Starting with only seven students a couple of years ago, the program has grown to include about 300, said Cook.

“On the leadership side at Darton we focus on the strengths of each individual student. We put them through a strength assessment” to discover what the student is good at and what they like to do.

“Number two, we also work on the student’s personal organization…how do you set goals for your life, how do you set a calendar and how do you plan your day most effectively. I believe that the best thing we can do for our students is to show them how they can use their time most effectively, most efficiently. We also give our students an opportunity to go through courses in communication and how to build their communication skills, to really take what they’ve learned and share that with people around them.”

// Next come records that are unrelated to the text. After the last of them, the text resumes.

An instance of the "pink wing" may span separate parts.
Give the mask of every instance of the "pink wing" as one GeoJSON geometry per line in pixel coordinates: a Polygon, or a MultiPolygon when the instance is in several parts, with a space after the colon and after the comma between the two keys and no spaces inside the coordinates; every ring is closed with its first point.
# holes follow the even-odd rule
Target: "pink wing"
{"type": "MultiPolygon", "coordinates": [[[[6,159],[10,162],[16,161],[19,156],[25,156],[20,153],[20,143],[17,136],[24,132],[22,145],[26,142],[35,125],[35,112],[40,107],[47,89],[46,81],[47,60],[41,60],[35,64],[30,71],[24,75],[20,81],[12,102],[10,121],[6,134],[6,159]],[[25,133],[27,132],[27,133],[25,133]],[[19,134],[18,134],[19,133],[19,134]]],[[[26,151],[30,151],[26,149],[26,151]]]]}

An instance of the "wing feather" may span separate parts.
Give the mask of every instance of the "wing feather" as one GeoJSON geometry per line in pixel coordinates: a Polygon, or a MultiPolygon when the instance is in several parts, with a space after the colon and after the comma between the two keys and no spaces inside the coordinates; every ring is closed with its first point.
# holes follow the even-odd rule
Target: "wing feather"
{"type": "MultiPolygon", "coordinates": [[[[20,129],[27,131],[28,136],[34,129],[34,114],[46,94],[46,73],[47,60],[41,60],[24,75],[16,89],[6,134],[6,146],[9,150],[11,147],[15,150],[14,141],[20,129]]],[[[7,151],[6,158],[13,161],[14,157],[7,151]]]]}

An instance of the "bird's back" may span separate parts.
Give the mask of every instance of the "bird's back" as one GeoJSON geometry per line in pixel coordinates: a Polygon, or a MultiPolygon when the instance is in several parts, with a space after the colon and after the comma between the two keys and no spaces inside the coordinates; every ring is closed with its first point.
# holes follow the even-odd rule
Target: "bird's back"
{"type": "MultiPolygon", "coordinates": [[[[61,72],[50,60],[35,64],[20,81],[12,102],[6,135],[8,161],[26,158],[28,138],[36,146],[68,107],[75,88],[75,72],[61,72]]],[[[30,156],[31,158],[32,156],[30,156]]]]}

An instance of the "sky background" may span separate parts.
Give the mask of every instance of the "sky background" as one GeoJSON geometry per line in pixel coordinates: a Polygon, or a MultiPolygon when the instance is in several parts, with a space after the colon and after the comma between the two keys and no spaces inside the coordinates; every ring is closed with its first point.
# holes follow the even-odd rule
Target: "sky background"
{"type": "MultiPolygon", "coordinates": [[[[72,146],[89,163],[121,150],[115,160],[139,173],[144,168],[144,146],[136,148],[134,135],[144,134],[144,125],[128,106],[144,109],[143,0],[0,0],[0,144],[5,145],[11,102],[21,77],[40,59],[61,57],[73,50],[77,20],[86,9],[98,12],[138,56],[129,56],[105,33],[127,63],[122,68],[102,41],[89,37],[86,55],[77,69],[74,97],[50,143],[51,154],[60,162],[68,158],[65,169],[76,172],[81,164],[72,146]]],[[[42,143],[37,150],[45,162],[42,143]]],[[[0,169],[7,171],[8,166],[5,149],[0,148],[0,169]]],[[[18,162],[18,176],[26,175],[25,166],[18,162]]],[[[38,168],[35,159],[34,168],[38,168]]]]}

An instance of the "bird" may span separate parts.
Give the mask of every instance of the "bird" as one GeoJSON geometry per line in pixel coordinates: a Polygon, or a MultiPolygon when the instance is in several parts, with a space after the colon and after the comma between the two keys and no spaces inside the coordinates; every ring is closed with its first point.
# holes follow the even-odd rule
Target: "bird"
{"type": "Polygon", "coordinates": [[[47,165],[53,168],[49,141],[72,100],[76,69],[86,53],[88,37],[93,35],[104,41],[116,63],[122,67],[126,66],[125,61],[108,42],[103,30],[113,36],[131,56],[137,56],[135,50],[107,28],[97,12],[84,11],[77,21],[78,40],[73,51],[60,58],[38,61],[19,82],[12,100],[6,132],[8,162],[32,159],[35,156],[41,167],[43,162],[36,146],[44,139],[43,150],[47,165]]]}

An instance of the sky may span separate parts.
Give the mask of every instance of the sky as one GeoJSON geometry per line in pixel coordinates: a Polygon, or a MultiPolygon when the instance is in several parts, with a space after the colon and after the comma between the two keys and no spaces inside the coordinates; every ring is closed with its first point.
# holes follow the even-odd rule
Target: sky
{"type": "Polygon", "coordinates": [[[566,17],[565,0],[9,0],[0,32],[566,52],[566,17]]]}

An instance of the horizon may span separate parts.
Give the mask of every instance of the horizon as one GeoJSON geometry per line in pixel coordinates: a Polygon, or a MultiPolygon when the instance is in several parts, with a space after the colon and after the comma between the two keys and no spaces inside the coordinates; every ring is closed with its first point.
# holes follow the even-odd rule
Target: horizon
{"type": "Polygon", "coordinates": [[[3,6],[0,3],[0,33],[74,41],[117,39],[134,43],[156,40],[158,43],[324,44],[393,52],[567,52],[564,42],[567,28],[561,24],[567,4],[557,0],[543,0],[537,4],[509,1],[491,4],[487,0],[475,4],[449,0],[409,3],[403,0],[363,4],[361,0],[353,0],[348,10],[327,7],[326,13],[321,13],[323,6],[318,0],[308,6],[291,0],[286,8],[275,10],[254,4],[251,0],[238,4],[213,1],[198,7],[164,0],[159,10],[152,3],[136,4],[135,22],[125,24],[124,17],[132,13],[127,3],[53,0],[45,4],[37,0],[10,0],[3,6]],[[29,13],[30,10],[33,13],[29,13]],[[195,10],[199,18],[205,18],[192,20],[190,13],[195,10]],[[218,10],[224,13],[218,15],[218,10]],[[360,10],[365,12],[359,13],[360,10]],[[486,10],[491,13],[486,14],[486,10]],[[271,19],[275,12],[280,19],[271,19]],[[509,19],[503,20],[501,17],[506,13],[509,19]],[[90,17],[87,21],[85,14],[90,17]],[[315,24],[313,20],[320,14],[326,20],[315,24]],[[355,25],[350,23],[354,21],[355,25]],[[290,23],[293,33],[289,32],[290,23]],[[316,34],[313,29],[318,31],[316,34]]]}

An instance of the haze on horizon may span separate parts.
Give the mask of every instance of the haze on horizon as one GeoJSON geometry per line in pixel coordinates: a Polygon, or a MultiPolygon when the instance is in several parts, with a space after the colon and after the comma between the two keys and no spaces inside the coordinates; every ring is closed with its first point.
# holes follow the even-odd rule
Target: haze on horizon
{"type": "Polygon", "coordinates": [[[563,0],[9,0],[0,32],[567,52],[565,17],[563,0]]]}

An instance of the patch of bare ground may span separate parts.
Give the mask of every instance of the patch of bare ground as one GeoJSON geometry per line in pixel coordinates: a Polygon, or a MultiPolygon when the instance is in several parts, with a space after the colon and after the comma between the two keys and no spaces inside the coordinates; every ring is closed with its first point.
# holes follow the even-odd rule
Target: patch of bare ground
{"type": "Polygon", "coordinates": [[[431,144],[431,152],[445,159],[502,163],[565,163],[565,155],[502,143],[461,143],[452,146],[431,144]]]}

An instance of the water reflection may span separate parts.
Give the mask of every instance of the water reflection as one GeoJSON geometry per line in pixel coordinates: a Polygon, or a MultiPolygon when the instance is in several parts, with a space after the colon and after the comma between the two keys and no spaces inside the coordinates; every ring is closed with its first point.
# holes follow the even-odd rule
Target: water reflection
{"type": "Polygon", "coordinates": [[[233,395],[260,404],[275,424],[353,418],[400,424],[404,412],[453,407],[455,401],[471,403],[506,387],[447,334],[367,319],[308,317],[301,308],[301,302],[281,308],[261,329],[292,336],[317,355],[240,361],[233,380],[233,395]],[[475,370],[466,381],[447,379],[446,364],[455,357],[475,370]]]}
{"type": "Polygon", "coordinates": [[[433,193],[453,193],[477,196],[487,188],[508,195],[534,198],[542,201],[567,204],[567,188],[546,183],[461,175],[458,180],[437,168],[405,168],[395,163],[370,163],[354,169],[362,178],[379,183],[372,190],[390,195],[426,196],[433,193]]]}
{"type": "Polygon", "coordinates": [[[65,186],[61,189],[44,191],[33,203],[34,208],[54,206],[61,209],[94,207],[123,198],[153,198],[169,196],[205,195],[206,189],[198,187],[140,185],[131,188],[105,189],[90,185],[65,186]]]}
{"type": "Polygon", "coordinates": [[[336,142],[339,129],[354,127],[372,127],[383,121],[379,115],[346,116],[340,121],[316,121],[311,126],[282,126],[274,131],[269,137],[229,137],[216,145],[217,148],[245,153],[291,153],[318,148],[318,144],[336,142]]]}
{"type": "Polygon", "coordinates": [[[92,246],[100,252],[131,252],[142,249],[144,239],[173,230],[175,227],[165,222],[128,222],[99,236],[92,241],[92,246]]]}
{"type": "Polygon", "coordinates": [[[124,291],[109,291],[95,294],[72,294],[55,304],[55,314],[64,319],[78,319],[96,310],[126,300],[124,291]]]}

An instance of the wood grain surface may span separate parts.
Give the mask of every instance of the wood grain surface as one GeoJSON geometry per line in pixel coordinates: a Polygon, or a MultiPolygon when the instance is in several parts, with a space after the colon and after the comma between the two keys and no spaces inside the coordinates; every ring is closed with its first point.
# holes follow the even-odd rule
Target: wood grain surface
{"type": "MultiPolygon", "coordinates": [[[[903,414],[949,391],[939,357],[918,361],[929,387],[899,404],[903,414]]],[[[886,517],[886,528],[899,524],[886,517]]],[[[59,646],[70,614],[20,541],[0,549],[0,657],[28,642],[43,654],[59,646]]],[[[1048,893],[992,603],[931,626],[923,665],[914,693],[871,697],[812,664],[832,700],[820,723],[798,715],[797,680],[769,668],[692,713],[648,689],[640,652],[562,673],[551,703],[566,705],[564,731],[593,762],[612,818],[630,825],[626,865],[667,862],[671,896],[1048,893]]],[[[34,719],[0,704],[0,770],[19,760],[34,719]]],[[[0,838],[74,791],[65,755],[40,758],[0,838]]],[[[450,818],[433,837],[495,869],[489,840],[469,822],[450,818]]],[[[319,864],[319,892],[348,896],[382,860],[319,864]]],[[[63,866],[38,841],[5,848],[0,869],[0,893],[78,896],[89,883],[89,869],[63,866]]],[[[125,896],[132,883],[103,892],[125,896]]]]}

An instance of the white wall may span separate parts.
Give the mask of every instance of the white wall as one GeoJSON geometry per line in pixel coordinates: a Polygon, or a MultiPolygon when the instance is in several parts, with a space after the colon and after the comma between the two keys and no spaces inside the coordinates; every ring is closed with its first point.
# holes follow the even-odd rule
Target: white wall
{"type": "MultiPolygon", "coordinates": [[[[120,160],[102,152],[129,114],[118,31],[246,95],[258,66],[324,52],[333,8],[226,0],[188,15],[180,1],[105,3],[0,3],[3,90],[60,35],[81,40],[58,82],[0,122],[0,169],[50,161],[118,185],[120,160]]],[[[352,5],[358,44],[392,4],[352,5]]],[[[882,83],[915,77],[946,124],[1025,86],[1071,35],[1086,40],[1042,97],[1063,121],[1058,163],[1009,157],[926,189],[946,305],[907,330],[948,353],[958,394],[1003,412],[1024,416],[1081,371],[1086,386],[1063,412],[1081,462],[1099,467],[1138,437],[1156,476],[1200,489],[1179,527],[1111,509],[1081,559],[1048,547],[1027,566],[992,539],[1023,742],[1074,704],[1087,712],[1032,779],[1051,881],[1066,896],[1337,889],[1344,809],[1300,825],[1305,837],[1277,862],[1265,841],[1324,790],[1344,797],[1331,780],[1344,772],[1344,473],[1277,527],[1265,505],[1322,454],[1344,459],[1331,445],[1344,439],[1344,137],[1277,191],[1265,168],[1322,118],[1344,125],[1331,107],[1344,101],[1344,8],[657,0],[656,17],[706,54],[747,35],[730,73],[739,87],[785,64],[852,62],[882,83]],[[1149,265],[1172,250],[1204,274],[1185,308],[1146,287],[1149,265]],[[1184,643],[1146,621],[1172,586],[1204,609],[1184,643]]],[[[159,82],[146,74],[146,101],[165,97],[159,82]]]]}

On the servant side, there have been a lot of community projects, but also projects in other areas. Last year, said Cook, “one of the service projects we did is some clean-up from Hurricane Katrina. You’d be shocked at how devastated they still are in the community. We demolished a several homes in that area and were able to clean up a lot of stuff, but it was also a benefit to our students. When you serve someone else, don’t you become the beneficiary of that? So it’s really awesome for us at Darton to take that student and give the skills they need to serve others. We’ve seen students graduate through the student leadership program and then begin to share those skills with their friends, with their family, and that’s really what we want.”

Participation in the Servant Leadership Program is in addition to core curriculum courses at Darton. Students have to maintain a 2.5 GPA to remain in the program. There is also a $20 per semester fee.

Cook also announced, “We are now able to take the Student Leadership program and parlay that into a four-year degree. We were granted by the Board of Regents recently to pursue a four-year degree in leadership.”